Late last night, Senate Finance Committee Chair Orrin Hatch (R-UT) revealed his revised version of the Tax Cuts and Jobs Act, which the panel will consider today. In effect, he would create two vastly different tax laws: First, a generous tax cut for businesses and many high-income households combined with more modest tax cuts for most low- and moderate-income households. Then, after eight years, nearly all the individual income tax changes would disappear.
The result: The law would morph into a tax increase for those who pay the individual income tax plus a permanent tax cut for corporations.
The individual tax flip
Oh, and it would also fracture one of the foundations of the Affordable Care Act’s individual marketplace by ending the tax penalty for individuals without health insurance, potentially leaving up to 13 million more Americans uninsured while increasing federal revenue by $318 billion over 10 years.
The flip in individual taxes would be striking. In 2019, the bill would cut individual income taxes (including tax reductions for pass-through businesses) and estate taxes by $157 billion. By 2027, it would raise those taxes by $75 billion, according to the congressional Joint Committee on Taxation.
Hatch’s latest version of the TCJA would attempt to soften the blow of those medium-term individual tax hikes by providing even more generous tax cuts for the first few years. He’d reduce individual income taxes even more than his original plan by tinkering with some middle-income tax rates and through an even more generous child tax credit—raising the credit from $1,000 to $2,000. His initial bill would have increased it to $1,600.
The Byrd rule problem
Hatch did all this because his version of the TCJA faced a Senate rules problem. Because Republicans wanted to pass a bill without seeking substantial support from Democrats, they needed to pass the bill under special budget rules that would allow Senate approval with only 51 votes instead of the usual 60.
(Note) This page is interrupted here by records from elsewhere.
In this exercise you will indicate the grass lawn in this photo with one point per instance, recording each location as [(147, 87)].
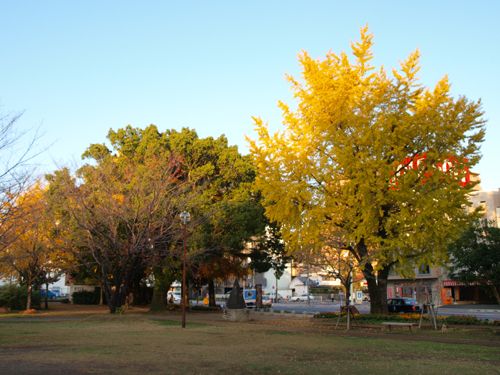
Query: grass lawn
[(148, 344)]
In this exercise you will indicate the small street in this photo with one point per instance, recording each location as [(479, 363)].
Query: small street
[(485, 312)]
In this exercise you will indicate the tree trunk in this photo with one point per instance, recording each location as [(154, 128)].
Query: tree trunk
[(163, 281), (496, 293), (377, 288), (46, 296), (28, 297), (211, 294), (159, 300), (347, 286)]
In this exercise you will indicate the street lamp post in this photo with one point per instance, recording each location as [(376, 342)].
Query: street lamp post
[(185, 217)]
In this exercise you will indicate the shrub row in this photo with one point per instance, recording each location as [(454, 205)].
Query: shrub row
[(14, 297), (86, 298), (410, 318)]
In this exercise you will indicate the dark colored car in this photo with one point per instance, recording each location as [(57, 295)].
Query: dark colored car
[(403, 305)]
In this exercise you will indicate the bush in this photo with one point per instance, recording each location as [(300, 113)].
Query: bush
[(14, 297), (86, 298), (205, 308), (408, 318)]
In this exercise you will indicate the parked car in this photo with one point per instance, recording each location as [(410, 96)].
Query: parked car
[(173, 297), (301, 298), (50, 295), (402, 305), (267, 301)]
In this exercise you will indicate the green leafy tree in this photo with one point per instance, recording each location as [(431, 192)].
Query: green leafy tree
[(377, 157), (475, 257)]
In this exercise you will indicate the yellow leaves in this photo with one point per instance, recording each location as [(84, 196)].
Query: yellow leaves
[(118, 198), (330, 168), (362, 50)]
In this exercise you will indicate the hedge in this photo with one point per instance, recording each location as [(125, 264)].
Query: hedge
[(14, 297)]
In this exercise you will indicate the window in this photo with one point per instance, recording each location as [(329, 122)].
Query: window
[(424, 270)]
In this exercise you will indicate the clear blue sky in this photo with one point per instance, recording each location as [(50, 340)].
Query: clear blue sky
[(78, 68)]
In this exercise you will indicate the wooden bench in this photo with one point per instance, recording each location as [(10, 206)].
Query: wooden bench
[(389, 325)]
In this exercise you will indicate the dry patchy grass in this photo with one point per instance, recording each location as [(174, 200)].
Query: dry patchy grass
[(149, 344)]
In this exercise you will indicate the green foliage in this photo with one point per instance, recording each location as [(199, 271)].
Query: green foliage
[(14, 297), (86, 297), (476, 255), (270, 252)]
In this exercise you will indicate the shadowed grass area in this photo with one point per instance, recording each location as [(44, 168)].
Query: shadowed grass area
[(155, 345)]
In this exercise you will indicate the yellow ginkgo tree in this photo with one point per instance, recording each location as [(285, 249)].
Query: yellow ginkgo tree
[(373, 155)]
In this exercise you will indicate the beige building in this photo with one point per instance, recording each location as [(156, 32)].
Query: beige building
[(432, 283)]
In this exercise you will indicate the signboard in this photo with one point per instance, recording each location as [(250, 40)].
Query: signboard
[(448, 165)]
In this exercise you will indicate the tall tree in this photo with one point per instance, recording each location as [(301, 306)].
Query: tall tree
[(475, 257), (378, 157), (125, 206), (31, 256), (15, 174)]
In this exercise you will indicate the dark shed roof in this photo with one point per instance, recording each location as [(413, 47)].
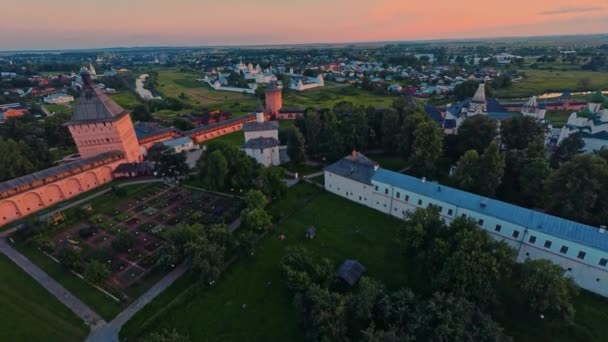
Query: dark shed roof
[(350, 271), (94, 105), (356, 166), (56, 170), (261, 143)]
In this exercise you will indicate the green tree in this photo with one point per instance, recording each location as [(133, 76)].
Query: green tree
[(301, 271), (214, 170), (353, 129), (480, 174), (295, 145), (166, 336), (182, 124), (390, 130), (426, 149), (123, 241), (577, 190), (476, 133), (68, 257), (206, 259), (566, 150), (451, 318), (171, 165), (322, 314), (519, 132), (96, 272), (547, 291), (468, 88)]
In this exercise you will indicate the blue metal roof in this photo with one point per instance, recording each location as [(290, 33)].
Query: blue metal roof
[(548, 224), (358, 168), (177, 142)]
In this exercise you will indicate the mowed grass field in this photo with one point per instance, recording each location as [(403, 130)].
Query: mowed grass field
[(546, 81), (29, 313), (344, 230), (252, 303), (98, 301), (173, 83)]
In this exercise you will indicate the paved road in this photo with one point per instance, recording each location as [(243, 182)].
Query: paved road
[(90, 317), (109, 332)]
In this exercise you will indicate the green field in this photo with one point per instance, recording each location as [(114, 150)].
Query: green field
[(98, 301), (545, 81), (30, 313), (251, 301), (60, 109), (126, 100), (173, 83), (329, 96), (558, 117)]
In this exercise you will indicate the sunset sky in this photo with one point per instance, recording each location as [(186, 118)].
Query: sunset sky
[(45, 24)]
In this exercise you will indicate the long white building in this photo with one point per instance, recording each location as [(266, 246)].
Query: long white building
[(580, 249)]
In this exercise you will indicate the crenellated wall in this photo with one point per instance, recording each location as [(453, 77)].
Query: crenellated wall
[(99, 137), (47, 194)]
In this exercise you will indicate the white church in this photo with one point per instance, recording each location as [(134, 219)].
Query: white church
[(262, 139), (580, 249), (591, 123)]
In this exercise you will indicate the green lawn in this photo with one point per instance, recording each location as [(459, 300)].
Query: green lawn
[(251, 301), (235, 138), (173, 83), (60, 109), (328, 97), (558, 117), (99, 302), (389, 162), (542, 81), (30, 313), (126, 100), (95, 299), (217, 313)]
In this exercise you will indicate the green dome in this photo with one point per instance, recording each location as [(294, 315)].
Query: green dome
[(597, 97)]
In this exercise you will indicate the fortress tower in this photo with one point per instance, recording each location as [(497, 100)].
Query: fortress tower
[(100, 125), (274, 99)]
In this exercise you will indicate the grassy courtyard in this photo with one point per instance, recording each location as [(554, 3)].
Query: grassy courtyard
[(548, 81), (173, 83), (217, 314), (251, 301), (30, 313), (144, 213)]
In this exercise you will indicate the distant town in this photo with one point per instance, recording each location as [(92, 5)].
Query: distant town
[(430, 191)]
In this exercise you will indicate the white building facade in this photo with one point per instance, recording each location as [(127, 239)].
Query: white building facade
[(262, 139), (580, 249), (590, 123)]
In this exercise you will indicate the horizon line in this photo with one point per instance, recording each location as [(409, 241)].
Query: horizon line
[(228, 45)]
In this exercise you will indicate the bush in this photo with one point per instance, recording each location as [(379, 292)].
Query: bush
[(123, 242), (68, 257), (87, 232), (96, 272)]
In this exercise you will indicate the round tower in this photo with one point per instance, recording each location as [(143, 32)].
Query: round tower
[(259, 113), (274, 99)]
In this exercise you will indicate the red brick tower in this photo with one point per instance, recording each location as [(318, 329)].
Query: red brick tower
[(274, 100), (100, 125)]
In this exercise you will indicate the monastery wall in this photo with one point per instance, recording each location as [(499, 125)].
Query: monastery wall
[(48, 194)]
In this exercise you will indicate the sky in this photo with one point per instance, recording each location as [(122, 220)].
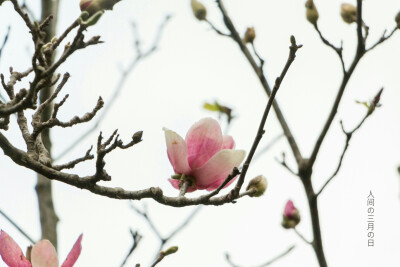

But that choice triggered what’s called the Byrd Rule that bars a bill passed under budget procedures to add to the deficit after 10 years. And Hatch’s initial draft looked like it was going to violate that rule—big time. According to JCT, it would have reduced federal revenue by nearly $217 billion in its 10th year, and there was little in the bill to lower that cost in future years.
Turning off the tax cuts
So Hatch would effectively turn off all of the TCJA’s individual income tax cuts after 2025. He’d also repeal most, but not all, of the measure’s individual income tax increases. Importantly, he would retain the bill’s shift to a less generous method for indexing the tax code for inflation, called chained CPI.
He’d leave the corporate tax changes in place, effectively funded by the change in individual income tax indexing and the repeal of the ACA’s insurance mandate.
The revised plan would also reprise the yo-yo pattern of estate taxes many remember unfondly from 2010. It would roughly double the exemption amount through 2025, then return it to current levels. This is certain to generate a new round of bad jokes about knocking off Uncle Harry just before New Year’s Day, 2026.
The 2025 sunset of most individual income tax changes is not the only disappearing act in this version. More generous tax depreciation of business capital investment and special rules to allow first-year write-offs for investments by film and TV producers would expire after 2022. Another provision allowing citrus growers to take a deduction for casualty losses would expire after 2027. To further complicate matters, the bill would trigger several business tax changes contingent on total federal revenue collections through 2026.
Indefensible tax policy
This is indefensible tax policy. It would become the apotheosis of tax extenders, effectively turning the entire individual income tax code into the one giant temporary tax cut. Such a short-term tax reduction might make sense if the nation were mired in recession. But it is impossible to defend at a time of near full-employment, with the Federal Reserve already raising interest rates as the economy strengthens.
The politics of Hatch’s Byrd gambit is premised on two big ideas: First, voters will be so enthralled by their initial tax cuts that they’ll ignore the bill’s future tax increases. Second, nobody—not even Democrats--would be willing to allow the bill’s tax cuts to expire. Democrats, of course, believed no-one would kill the Affordable Care Act.
And budget scoring aside, if the bill is extended after 2025 it would add hundreds of billions of dollars a year to the deficit.
Once touted by its sponsors as the greatest tax reform in a generation, the Tax Cuts and Jobs Act is rapidly descending into the mire of political expediency.